Markus Krauss

Personal information
- Date of birth: September 16, 1987 (age 37)
- Place of birth: Sibiu, Romania
- Height: 1.95 m (6 ft 5 in)
- Position(s): Goalkeeper

Youth career
- TSV Eltingen
- 0000–2005: SV Böblingen
- 2005–2006: SSV Reutlingen

Senior career*
- Years: Team / Apps / (Gls)
- 2006–2008: SSV Reutlingen / 17 / (0)
- 2008–2009: 1860 Munich II / 26 / (0)
- 2008–2009: 1860 Munich / 0 / (0)
- 2010–2011: VfB Stuttgart II / 2 / (0)
- 2011–2012: Fortuna Düsseldorf II / 22 / (0)
- 2011–2012: Fortuna Düsseldorf / 0 / (0)
- 2012–2014: Stuttgarter Kickers / 30 / (0)
- 2014–2015: SV Waldhof Mannheim / 23 / (0)
- Total:  / 120 / (0)

Managerial career
- 2015–2018: VfB Stuttgart U17 (goalkeeping coach)
- 2018–: VfB Stuttgart U19 (goalkeeping coach)

= Markus Krauss =

German footballer

Markus Krauss (born September 16, 1987) is a German retired footballer who played as a goalkeeper.

==Career==
Krauss played in the youth for the TSV Eltingen and SV Böblingen, and graduated in 2005 the SSV Reutlingen 05 at. In the 2005/06 season Krauss increased with the A-Youth Reutlingen in the U-19 Bundesliga on. After the 2007–08 season in the Regionalliga Süd had completed 17 games for the first team of SSV, Krauss joined the then second division club TSV 1860 München . There he came for the second team on 26 Regional inserts. Krauss trained since the summer of 2009 as a guest player for the second team of VfB Stuttgart with and received on 29 January 2010 at VfB a contract until the end of June 2011th

Krauss was on 30 April 2010 at the 37th matchday of the 2009/10 season for VfB II in the third Professional league against SpVgg Unterhaching his professional debut.

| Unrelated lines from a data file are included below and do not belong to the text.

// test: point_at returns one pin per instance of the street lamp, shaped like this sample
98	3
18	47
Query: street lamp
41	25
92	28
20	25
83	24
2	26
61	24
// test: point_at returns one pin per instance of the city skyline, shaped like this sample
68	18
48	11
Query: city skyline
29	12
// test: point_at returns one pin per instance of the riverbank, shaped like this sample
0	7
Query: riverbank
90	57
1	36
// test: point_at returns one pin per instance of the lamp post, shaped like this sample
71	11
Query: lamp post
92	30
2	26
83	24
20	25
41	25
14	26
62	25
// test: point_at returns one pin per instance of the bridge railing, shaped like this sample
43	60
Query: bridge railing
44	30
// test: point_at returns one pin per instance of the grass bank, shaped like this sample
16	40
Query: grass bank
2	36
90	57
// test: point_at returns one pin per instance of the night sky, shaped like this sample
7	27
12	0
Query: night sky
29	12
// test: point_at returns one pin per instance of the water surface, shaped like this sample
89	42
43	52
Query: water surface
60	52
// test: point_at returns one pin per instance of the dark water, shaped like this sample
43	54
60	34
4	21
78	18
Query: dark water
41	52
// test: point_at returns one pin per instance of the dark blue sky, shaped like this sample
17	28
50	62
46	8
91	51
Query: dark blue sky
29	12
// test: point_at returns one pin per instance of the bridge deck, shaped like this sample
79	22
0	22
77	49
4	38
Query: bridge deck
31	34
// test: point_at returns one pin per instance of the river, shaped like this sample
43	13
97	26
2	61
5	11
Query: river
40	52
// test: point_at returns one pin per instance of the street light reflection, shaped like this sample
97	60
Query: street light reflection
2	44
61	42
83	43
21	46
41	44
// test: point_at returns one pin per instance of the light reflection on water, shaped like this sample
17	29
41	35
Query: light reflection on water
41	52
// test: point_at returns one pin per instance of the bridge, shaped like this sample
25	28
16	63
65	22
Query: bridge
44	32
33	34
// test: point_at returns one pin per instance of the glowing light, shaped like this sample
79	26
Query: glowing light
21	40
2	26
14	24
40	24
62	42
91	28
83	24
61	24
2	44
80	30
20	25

For the 2011/12 season Krauss joined to the second division Fortuna Düsseldorf. He completed 22 times this season for the second team in Düsseldorf in the West Regional and rose without a separate application for the first team with the Fortuna in the Bundesliga on.

After a year in Düsseldorf Krauss closed for subsequent season the Stuttgarter Kickers on. [2] For the 2014/15 season Krauss moved to the third division SV Waldhof Mannheim.